Our patient had a penile CMV ulceration, demonstrated by histopathological and immunohistochemical studies, with no other infectious agent detected. He also had oesophageal CMV involvement. Complete healing of both sites was achieved with gancyclovir treatment.

The non-response to acyclovir treatment precluded a herpes infection. Differential diagnoses of penile ulceration can include foscarnet toxicity [1], and a bullous drug reaction, which were both ruled out by the patient's history.

This observation is very unusual: only one similar case of penile CMV ulcer, with no other pathogenic agent involved has previously been reported in the literature [2]. The clinical features are similar and remarkable.

The most frequent cutaneous manifestations of CMV infection in AIDS [3-5] are torpid skin ulcerations, preferentially perianal, during CMV septicemia, with diffuse visceral involvement. Other reported presentations are morbilliform and maculopapular eruptions, vesicles and vesiculobullous lesions, nodules, purpura, indurated and sometimes hyperpigmented plaques. More recently, verrucous lesions with or without central ulceration have been described [3]. Finally, oral manifestations have been reported with ulcerated and necrotic lesions of the tongue, buccal mucosa and pharynx [5].

REFERENCES

1. Fegueux S., Salmon D, Picard-Dahan C, et al. Penile ulcerations with Foscarnet. Lancet 1990; 1: 547 (lettre).

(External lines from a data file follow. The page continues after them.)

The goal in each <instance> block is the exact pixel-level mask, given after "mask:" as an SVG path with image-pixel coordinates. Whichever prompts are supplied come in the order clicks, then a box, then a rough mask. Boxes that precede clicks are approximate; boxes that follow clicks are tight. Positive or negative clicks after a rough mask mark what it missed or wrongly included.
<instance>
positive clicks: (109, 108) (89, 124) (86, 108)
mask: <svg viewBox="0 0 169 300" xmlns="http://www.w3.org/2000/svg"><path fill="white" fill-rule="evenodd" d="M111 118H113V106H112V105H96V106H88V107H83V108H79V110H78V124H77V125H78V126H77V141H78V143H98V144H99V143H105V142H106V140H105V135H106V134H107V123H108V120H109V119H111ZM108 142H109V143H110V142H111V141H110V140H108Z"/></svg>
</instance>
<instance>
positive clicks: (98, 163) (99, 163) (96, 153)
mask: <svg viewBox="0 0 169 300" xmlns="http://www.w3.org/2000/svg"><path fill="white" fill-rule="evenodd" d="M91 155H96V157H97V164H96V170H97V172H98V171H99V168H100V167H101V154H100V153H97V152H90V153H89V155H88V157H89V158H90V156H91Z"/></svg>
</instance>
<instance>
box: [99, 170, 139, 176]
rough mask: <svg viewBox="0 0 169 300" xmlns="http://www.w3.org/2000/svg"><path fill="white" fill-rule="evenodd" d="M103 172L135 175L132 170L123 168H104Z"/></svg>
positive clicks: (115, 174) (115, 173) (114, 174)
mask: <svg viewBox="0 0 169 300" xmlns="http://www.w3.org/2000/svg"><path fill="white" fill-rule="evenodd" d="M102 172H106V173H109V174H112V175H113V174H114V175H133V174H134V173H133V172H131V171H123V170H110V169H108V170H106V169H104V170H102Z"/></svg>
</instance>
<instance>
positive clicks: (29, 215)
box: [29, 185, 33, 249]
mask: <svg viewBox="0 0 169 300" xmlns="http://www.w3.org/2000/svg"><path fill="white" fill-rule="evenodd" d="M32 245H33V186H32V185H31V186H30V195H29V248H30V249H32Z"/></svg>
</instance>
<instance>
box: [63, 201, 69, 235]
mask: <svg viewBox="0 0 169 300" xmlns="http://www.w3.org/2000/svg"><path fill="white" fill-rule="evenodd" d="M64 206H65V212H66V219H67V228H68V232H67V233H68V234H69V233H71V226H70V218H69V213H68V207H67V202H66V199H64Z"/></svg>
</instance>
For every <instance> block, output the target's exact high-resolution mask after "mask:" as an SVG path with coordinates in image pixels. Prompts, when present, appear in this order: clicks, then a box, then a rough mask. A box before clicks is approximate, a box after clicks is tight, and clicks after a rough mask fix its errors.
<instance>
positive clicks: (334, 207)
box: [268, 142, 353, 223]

2. Fong IW. Association of cytomegalovirus infection and penile ulcer. Ann Intern Med 1993; 119: 1149.

3. Bournerias I, Boisnic S, Patey O, et al. Unusual cutaneous cytomegalovirus involvement in patients with acquired immunodeficiency syndrome. Arch Dermatol 1989; 12: 1243-6.

4. Toome BK, Bowers KE, Scott GA. Diagnosis of cutaneous cytomegalovirus infection: a review and report of a case. J Am Acad Dermatol 1991; 24: 857-63.

5. Lesher JL, Augusta MD. Cytomegalovirus infections and the skin. J Am Acad Dermatol 1998; 18: 1333-8.